Items like hand-written ledgers, sales reports, newsletters and sales pamphlets were neatly preserved by Yost. Several scrap books, created by Yost himself, hold dozens of pages of neatly clipped and pasted newspaper articles, advertisements and promotions.

“No other cohesive collection of Corporation archives is known to exist,” said Albers.

Albers also noted creating a digitally accessible version of the collection ensures it cannot be lost or damaged.

“Although the collection, in its current condition, could be made physically accessible upon request, digitizing the collection will create a globally-accessible archive of 40-years of agricultural innovation and a behind-the-scenes look at an iconic brand,” she said.

The importance of “The Corp” was made clear, as Albers said there were three masters’ degree thesis papers included in the collection on the importance of Hesston Corporation in the community.  At one time, up to 70 percent of Hesstonians worked for The Corp.

Albers said the process of digitizing and making the Yost collection more easily available was a perfect fit for the grant.

“They were looking for unique projects that tell the State’s story. The Hesston Corp was a really good fit. It was a homegrown entity that had a lot of innovation, a lot of patents and became an international industry. The logo is one for our sports teams; it sponsored the Rodeo, which has outlived the corp itself,” said Albers.

Within the collection, Albers said some of the most interesting pieces of corporate history have survived.

“It’s fun because it’s not current information. It’s the kitschy 1960s.

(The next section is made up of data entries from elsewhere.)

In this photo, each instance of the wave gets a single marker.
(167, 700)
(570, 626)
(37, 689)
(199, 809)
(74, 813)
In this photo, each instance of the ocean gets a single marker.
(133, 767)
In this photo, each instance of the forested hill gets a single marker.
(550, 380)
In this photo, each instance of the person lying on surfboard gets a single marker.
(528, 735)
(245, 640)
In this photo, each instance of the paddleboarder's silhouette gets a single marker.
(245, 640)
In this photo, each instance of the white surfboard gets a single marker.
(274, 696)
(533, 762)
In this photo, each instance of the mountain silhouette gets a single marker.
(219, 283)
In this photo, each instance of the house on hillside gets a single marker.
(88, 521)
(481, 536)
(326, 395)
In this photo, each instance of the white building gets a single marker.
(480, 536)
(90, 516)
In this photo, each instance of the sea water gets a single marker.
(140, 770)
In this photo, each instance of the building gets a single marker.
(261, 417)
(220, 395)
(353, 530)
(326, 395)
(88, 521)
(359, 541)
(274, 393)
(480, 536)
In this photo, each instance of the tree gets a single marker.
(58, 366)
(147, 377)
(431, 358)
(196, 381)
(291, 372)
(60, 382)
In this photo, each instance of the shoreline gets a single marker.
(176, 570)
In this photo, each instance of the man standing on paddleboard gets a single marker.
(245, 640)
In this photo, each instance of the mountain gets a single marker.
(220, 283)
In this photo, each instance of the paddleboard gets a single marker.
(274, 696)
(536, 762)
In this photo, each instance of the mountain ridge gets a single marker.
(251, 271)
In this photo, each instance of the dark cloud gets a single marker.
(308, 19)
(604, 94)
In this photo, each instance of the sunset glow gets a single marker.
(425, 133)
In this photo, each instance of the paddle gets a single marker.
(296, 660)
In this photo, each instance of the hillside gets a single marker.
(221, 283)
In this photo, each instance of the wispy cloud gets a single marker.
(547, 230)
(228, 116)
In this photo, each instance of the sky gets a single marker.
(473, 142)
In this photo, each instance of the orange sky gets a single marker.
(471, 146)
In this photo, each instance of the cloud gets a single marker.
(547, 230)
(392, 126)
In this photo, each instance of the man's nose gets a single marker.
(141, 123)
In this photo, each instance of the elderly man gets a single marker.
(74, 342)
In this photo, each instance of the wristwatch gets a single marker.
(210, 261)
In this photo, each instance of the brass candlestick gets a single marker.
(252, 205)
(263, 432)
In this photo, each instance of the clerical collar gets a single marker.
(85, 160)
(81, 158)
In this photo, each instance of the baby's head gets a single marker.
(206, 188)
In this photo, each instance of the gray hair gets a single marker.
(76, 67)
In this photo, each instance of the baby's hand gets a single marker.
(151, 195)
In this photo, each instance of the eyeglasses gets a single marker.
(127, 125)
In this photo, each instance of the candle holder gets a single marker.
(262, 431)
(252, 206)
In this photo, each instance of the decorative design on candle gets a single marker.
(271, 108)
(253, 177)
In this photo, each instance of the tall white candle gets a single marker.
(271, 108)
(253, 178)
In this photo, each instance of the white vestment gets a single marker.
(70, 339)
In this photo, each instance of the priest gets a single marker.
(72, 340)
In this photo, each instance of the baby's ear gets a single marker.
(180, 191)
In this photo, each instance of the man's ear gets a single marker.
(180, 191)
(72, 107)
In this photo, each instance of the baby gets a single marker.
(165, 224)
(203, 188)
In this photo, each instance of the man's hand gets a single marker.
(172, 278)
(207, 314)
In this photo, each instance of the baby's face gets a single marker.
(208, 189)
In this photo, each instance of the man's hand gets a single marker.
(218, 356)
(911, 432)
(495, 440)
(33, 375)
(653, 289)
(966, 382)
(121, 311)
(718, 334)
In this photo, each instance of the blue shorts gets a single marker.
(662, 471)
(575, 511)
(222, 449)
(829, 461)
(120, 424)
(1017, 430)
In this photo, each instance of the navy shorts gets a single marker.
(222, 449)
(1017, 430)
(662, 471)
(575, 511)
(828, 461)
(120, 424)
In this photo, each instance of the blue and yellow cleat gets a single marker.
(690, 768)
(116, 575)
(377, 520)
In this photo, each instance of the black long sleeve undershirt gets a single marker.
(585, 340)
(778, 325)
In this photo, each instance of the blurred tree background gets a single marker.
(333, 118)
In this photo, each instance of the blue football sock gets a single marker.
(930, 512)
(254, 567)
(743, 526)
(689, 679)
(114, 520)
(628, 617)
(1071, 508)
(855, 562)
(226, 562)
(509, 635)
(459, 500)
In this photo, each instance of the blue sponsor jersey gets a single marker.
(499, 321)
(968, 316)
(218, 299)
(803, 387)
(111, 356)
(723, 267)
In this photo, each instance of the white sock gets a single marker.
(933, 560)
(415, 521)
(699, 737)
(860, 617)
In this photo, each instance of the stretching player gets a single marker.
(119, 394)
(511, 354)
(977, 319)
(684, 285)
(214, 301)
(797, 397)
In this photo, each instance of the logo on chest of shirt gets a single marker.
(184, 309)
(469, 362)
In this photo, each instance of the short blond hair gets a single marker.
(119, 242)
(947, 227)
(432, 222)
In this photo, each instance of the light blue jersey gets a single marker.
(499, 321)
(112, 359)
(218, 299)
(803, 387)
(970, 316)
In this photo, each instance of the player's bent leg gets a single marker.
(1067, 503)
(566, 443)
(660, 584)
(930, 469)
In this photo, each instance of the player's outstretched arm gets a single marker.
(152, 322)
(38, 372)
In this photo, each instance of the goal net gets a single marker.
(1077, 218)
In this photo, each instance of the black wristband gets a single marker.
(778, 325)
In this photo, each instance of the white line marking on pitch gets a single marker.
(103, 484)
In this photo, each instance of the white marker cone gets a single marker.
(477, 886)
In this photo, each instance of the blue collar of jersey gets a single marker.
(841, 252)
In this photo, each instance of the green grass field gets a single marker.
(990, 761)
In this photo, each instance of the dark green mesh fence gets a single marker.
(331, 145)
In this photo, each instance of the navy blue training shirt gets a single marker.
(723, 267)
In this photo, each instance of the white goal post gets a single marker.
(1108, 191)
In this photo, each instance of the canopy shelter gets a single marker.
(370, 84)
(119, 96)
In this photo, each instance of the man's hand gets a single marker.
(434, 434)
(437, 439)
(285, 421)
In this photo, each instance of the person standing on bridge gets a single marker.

You see the fashion, the hairstyles, even the HR manuals,” she said.

In addition to seeing the broader culture, Albers said many of the names and faces are familiar.

“You see the names of people who are still here in the community who worked for the Corp as young people mid-century,” she said.

With many community members having direct connections to Hesston Corp, Albers said the hunt continues for items to add to the collection.

“We know more is sitting in peoples’ garages and attics. We have had some fun donations of shirts, jackets, coveralls - having those tangible items people can see and touch, it helps tell the Yost story,” Albers said.